When Can You Eat Your Matzah Ball?


Its a few days before Pesach and to my credit we are rolling smoothly into the holiday. I’ve cleaned just about everything possible in and outside of my house including my dog’s ears (she needs to be highly attentive during the telling of the exodus story which lands her some chicken soup). Anyway, my husband doesn’t eat “gebrokts” which is a stringency to not eat cooked grain products (such as matzah combined with water). It has a fancy name and a good reason but basically it means no matzah balls…or so I thought. The custom is to eat matzah balls the 8th night as to demonstrate it is only a minhag (custom) and not halacha (law). Usually the matza balls are made on the 8th night and then eaten.  This year the 8th night is Shabbos so they have to be made ahead of time.  But when? It seems that actually there is a loophole that you can eat them on the 8th night (the cooked matzah) if they are cooked prior to the holiday, but after having koshered your kitchen. So you can un-do the stringency (sort of like a double negative becoming a positive). I get that he gets this. You know how Oprah has those “Ah ha” moments. Well I tend to have a lot of “uh… huh” moments. Which leads me to the question that I have most recently posed to my family (and when not getting an adequate answer) and then to our rabbi: 

So why did G-d take us out of Egypt? I’m sure you have your own answer to this and for some of you it might seem quite evident, but my question really asks, “What was His intention with us?” It wasn’t exactly a walk in the park after we left (oh gee thanks for the freedom, now can I please have some water??) and then we were pretty much coerced into accepting a whole plethora of rules, dehydration, battles, wandering in the dessert, ya da ya da. The answer is quite lengthy (albeit a very excellent response from my rabbi), that included an explanation about nationhood and relationships. It seems to have a lasting nationhood, G-d didn't just have us put a flag in the ground (those don't last too long). But instead, our nationhood was built on a set of principals. This created a permanent nationhood, tied to its creator. Not to degrade the experience, but you can think of it as a well trained pet, that is loyal to its master. 

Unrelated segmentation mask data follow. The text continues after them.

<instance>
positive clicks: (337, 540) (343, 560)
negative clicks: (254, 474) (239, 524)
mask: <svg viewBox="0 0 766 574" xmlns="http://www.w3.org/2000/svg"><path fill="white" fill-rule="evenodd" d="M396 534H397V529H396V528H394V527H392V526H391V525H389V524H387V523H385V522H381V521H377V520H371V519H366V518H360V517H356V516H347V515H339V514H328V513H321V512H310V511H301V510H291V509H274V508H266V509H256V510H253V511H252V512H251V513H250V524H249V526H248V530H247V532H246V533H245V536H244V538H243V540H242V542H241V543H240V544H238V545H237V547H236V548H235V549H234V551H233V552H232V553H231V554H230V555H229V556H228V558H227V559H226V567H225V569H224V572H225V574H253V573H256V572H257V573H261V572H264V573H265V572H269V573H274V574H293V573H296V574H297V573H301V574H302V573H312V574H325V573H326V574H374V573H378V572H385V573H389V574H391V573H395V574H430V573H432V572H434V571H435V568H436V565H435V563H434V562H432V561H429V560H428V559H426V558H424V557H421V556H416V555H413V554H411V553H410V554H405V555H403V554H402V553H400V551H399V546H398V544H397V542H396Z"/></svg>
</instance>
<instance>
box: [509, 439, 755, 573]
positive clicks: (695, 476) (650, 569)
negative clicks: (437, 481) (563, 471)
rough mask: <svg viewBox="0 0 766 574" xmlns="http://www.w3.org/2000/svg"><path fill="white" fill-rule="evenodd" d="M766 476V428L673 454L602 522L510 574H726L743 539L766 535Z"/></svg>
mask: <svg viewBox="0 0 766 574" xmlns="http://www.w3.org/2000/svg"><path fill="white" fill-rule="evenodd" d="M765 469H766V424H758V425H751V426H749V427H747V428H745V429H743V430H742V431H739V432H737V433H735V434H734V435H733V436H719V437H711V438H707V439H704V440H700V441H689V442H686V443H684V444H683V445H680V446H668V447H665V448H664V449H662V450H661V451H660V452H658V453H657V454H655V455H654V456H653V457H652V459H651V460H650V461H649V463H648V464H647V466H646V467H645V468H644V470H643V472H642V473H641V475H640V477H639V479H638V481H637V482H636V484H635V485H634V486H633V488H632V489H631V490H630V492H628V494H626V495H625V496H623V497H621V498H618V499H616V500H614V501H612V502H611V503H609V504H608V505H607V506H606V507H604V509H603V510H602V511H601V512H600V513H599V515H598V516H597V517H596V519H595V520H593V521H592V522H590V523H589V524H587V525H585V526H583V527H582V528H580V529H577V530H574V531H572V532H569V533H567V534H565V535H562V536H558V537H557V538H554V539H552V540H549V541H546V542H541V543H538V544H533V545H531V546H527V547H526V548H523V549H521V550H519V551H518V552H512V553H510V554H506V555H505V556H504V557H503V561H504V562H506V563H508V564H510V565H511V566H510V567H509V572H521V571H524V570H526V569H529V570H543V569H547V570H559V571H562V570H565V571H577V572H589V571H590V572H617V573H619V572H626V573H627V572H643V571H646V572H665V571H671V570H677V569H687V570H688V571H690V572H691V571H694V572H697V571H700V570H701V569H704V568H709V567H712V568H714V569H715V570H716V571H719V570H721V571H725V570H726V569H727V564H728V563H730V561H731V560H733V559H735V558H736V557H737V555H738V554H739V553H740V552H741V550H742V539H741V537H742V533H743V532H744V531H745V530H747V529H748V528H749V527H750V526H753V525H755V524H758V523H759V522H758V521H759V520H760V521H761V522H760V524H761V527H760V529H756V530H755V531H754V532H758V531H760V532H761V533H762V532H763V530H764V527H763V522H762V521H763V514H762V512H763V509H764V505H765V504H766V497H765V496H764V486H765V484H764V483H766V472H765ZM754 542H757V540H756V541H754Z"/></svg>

My take away was that good relationships (the real ones) require hard work and commitment. We all want someone to know that we exist because that makes our relationships real. G-d perhaps wants the same: for the world to know He exists. And as our rabbi put it, we are His sales reps. So back to my husband and his eating (dis)order. Somehow where and when he eats his matzah balls matters. It is a far stretch and one that I can’t exactly intellectualize or relate to, but you got to respect it on one level. The commitment is there and really we are all here for one reason: to build the relationship.